Before founding SMI, Austin was a professional money manager for more than a decade. During that time, he relied primarily on a market-timing strategy. As a result, we're very aware of the emotional difficulty many investors have following even the most successful systems. Any system like DAA is going to be wrong from time to time, and require prompt action to quickly reverse positions recently obtained. It won't always be easy to stick with the system, particularly if you're the one entering every order and seeing each whipsaw along the way.
Another difficulty arises from the fact there will be times when DAA lags the market for extended periods of time. Consider 1988-1991 or 1995-1999. This will inevitably cause some to drop the strategy, likely right before it would help them the most.
An automated solution is available
None of this diminishes the value of DAA — it merely points to the difficulty some readers will have implementing it for themselves. Visit www.smifund.com for information about a mutual fund that utilizes a similar dynamic allocation approach.

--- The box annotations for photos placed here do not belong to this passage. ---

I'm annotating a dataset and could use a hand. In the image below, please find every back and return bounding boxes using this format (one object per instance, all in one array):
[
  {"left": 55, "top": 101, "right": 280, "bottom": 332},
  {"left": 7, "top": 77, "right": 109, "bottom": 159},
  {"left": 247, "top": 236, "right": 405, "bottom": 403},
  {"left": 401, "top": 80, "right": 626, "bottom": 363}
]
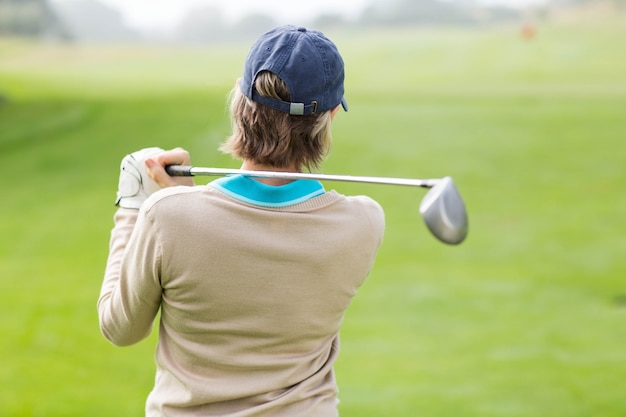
[{"left": 100, "top": 179, "right": 384, "bottom": 416}]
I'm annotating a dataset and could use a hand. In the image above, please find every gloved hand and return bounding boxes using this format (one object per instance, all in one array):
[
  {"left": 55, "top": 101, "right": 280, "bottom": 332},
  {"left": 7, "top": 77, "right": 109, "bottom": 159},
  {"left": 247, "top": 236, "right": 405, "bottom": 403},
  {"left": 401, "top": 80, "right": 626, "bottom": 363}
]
[{"left": 115, "top": 148, "right": 164, "bottom": 209}]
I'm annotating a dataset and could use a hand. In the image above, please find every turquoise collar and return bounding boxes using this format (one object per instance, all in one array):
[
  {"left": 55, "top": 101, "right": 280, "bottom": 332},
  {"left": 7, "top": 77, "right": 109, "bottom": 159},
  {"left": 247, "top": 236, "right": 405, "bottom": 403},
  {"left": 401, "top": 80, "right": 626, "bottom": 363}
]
[{"left": 211, "top": 175, "right": 326, "bottom": 207}]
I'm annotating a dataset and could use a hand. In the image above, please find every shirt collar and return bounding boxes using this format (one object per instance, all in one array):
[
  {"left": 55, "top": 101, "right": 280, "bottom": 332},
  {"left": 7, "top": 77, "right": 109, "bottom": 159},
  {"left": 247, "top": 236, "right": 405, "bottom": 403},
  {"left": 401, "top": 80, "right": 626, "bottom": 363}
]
[{"left": 211, "top": 175, "right": 326, "bottom": 207}]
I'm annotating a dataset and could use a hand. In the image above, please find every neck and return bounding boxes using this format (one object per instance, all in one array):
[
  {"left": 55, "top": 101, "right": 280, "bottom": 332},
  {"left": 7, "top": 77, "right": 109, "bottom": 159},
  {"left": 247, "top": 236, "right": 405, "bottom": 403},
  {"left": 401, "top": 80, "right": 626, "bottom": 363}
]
[{"left": 241, "top": 160, "right": 298, "bottom": 186}]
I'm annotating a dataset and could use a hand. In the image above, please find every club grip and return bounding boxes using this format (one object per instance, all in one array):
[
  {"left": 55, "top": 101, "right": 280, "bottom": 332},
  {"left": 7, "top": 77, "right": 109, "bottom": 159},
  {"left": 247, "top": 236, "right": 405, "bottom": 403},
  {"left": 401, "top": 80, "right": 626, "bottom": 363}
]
[{"left": 165, "top": 165, "right": 193, "bottom": 177}]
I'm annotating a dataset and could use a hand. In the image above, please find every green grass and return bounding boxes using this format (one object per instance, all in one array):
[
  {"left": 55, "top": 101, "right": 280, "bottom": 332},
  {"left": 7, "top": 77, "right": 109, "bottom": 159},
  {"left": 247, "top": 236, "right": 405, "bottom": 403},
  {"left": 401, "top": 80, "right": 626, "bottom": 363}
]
[{"left": 0, "top": 20, "right": 626, "bottom": 417}]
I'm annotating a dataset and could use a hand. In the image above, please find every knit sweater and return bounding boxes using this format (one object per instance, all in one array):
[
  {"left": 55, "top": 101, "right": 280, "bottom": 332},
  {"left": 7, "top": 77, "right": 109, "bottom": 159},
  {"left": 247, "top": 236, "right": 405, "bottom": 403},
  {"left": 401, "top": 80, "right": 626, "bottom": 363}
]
[{"left": 98, "top": 176, "right": 384, "bottom": 417}]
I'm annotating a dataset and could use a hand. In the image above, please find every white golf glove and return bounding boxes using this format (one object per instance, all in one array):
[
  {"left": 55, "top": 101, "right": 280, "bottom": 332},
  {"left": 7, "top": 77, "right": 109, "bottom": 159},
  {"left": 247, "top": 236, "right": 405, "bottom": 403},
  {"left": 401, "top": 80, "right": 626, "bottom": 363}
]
[{"left": 115, "top": 148, "right": 164, "bottom": 209}]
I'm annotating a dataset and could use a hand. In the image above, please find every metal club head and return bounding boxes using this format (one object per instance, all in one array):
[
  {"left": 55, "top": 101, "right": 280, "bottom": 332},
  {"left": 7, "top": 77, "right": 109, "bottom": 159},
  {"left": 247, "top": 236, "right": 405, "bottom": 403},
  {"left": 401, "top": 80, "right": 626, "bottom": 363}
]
[{"left": 420, "top": 177, "right": 468, "bottom": 245}]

Not an all-or-nothing decision
This new Dynamic Asset Allocation strategy requires readers to check for instructions between issues of the newsletter and make ETF trades on a regular basis. But whereas strategies such as Sector Rotation and the Optional Inflation Hedges are only suitable for a relatively small portion of a reader's portfolio (no more than 20% of the stock allocation), DAA is different. We feel it can safely be used in as much of your portfolio as you feel comfortable with. It wouldn't concern us to have someone follow DAA as their primary (or even sole) strategy, given its superior performance and risk profile. The real question isn't whether DAA is safe, it's can you faithfully implement the system's signals?

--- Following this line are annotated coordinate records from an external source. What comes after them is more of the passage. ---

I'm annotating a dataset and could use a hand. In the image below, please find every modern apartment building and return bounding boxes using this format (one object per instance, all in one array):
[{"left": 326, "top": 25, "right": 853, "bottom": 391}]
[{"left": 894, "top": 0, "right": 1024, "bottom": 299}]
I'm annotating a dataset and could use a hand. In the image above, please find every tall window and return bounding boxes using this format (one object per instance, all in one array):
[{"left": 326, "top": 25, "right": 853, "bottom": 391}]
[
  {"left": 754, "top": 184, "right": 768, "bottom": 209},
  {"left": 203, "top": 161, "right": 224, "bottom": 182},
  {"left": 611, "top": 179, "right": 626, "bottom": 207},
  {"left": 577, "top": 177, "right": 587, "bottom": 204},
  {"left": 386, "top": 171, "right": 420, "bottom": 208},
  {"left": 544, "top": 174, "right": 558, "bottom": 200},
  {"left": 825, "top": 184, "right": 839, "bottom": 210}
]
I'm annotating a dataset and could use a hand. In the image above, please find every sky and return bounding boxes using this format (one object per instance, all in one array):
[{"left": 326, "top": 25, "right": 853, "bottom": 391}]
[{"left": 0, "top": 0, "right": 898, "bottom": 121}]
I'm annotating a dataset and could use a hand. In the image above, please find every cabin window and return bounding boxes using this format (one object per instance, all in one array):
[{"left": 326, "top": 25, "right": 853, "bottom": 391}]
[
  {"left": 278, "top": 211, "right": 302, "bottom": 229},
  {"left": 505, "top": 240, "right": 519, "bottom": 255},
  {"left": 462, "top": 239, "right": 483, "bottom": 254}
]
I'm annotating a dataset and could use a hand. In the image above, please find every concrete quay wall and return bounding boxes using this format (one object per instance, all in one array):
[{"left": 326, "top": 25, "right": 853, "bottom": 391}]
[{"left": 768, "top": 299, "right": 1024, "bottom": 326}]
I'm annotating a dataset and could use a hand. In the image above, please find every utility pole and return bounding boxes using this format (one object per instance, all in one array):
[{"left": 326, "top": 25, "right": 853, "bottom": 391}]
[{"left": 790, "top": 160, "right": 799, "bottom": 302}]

This strategy doesn't fit within either your stock or bond allocation. Because it will steer you in and out of both stocks and bonds when appropriate, the best way to handle it is as a separate portfolio altogether. In other words, we suggest you determine what portion of your total portfolio, if any, to devote to DAA. Set that amount aside, take what's left and apply your normal asset allocation to that remaining part. For example, someone with a $180,000 portfolio might decide to put $80,000 in DAA and $100,000 in Upgrading. They would take the $80,000 and begin following DAA with that portion. They would then take the remaining $100,000 and divide it using their normal stock/bond allocation and the new percentages listed in Reducing Risk in Our Model Portfolios in 2013.

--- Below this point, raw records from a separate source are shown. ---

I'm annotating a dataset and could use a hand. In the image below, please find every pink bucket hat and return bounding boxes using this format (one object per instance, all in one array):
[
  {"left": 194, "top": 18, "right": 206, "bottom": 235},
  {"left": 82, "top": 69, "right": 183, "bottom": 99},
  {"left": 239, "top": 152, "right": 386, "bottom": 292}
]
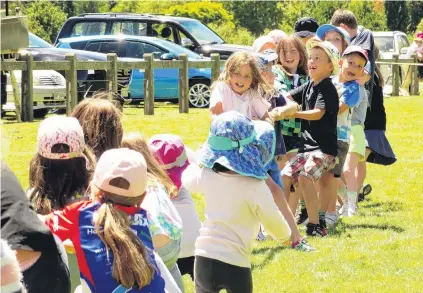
[
  {"left": 93, "top": 148, "right": 148, "bottom": 197},
  {"left": 37, "top": 116, "right": 85, "bottom": 160},
  {"left": 148, "top": 134, "right": 189, "bottom": 189}
]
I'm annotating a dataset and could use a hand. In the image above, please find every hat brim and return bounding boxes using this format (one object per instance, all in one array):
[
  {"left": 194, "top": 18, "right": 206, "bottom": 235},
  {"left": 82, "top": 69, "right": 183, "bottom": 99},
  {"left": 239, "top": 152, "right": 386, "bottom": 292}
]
[
  {"left": 294, "top": 31, "right": 316, "bottom": 38},
  {"left": 200, "top": 121, "right": 276, "bottom": 179}
]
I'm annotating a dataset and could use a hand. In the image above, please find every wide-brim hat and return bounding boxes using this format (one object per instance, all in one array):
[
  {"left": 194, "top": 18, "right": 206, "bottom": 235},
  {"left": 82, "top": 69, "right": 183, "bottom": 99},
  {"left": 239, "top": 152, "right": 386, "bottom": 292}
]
[
  {"left": 306, "top": 39, "right": 339, "bottom": 75},
  {"left": 200, "top": 111, "right": 276, "bottom": 179},
  {"left": 148, "top": 134, "right": 189, "bottom": 189}
]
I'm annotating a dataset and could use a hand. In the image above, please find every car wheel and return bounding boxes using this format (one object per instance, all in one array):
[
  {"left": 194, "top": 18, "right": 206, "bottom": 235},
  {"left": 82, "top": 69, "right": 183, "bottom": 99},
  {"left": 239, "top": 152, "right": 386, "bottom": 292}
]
[
  {"left": 188, "top": 79, "right": 211, "bottom": 108},
  {"left": 34, "top": 108, "right": 49, "bottom": 119}
]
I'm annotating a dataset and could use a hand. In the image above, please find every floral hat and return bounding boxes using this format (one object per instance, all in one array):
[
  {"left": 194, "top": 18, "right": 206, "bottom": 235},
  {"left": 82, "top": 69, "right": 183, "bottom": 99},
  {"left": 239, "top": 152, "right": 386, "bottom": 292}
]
[
  {"left": 148, "top": 134, "right": 189, "bottom": 189},
  {"left": 37, "top": 116, "right": 85, "bottom": 160},
  {"left": 200, "top": 111, "right": 276, "bottom": 179}
]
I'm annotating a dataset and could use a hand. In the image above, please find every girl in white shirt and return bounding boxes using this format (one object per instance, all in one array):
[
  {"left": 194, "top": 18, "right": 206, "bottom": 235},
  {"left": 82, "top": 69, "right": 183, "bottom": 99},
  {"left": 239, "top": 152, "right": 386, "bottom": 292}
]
[{"left": 182, "top": 111, "right": 291, "bottom": 293}]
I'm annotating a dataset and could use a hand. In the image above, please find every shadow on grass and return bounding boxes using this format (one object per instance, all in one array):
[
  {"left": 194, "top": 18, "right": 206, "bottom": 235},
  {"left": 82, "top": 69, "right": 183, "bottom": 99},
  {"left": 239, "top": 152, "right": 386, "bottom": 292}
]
[{"left": 251, "top": 245, "right": 288, "bottom": 271}]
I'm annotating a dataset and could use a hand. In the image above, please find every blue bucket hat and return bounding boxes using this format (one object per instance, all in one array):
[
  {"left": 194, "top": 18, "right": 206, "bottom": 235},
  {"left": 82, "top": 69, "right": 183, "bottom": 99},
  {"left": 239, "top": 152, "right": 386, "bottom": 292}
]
[{"left": 200, "top": 111, "right": 276, "bottom": 179}]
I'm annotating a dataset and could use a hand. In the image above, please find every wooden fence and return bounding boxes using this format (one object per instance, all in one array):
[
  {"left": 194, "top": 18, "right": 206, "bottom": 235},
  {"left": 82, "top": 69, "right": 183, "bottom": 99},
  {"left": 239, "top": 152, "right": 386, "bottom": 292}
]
[{"left": 1, "top": 53, "right": 419, "bottom": 121}]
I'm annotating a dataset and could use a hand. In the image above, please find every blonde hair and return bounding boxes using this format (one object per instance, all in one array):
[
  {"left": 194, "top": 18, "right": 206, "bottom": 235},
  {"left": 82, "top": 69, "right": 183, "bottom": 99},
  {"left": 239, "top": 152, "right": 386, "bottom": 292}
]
[
  {"left": 71, "top": 93, "right": 123, "bottom": 159},
  {"left": 276, "top": 35, "right": 308, "bottom": 75},
  {"left": 212, "top": 51, "right": 273, "bottom": 94},
  {"left": 122, "top": 132, "right": 178, "bottom": 197},
  {"left": 91, "top": 182, "right": 154, "bottom": 288}
]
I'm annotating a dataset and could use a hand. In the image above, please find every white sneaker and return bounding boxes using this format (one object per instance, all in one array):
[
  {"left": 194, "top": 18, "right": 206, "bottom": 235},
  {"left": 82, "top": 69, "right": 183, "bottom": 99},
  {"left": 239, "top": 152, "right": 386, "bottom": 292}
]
[{"left": 325, "top": 212, "right": 339, "bottom": 228}]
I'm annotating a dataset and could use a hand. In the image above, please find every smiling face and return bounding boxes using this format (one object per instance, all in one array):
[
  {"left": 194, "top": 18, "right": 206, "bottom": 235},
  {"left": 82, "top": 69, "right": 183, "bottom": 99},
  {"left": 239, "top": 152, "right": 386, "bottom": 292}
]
[
  {"left": 339, "top": 53, "right": 366, "bottom": 82},
  {"left": 229, "top": 64, "right": 253, "bottom": 95},
  {"left": 279, "top": 42, "right": 300, "bottom": 73},
  {"left": 324, "top": 31, "right": 345, "bottom": 55},
  {"left": 307, "top": 47, "right": 333, "bottom": 82}
]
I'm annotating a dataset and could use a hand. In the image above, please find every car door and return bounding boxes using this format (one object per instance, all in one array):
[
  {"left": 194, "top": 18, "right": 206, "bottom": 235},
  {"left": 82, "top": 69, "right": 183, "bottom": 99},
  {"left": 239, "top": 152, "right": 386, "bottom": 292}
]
[{"left": 143, "top": 42, "right": 179, "bottom": 99}]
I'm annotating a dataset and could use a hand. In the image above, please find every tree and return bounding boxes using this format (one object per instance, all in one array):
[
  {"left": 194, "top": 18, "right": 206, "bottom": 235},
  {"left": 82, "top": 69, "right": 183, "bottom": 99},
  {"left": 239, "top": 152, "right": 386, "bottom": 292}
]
[
  {"left": 166, "top": 2, "right": 233, "bottom": 24},
  {"left": 385, "top": 1, "right": 410, "bottom": 32},
  {"left": 24, "top": 0, "right": 67, "bottom": 43}
]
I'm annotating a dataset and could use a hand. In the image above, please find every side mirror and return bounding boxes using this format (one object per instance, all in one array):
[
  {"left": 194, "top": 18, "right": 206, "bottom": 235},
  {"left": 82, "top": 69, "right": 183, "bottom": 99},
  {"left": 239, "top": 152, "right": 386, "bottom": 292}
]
[
  {"left": 160, "top": 53, "right": 178, "bottom": 60},
  {"left": 181, "top": 38, "right": 194, "bottom": 48}
]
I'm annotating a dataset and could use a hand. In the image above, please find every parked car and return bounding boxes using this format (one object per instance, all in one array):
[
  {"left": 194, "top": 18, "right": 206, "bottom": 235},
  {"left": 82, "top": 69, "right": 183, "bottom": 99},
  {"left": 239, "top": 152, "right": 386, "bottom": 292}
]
[
  {"left": 57, "top": 35, "right": 211, "bottom": 108},
  {"left": 373, "top": 31, "right": 410, "bottom": 85},
  {"left": 55, "top": 13, "right": 251, "bottom": 59},
  {"left": 2, "top": 70, "right": 66, "bottom": 118}
]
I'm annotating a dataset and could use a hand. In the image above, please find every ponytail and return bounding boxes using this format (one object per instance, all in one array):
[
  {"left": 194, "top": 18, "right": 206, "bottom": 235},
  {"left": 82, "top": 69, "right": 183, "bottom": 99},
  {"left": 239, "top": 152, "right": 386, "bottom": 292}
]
[{"left": 94, "top": 201, "right": 154, "bottom": 288}]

No one knows what the next few years will hold for the economy, or by extension, for the investment markets. Will we see growth or recession? Inflation or deflation? In the past, planning for these outcomes and the impact each would have on specific types of assets was problematic. Our new Dynamic Asset Allocation strategy frees us from that difficulty, equipping us with a tool that, more often than not, puts us in the right place at the right time. With a risk profile that the most cautious investor can be comfortable with and a track record any investor can get excited about, it's a welcome breakthrough for such a time as this.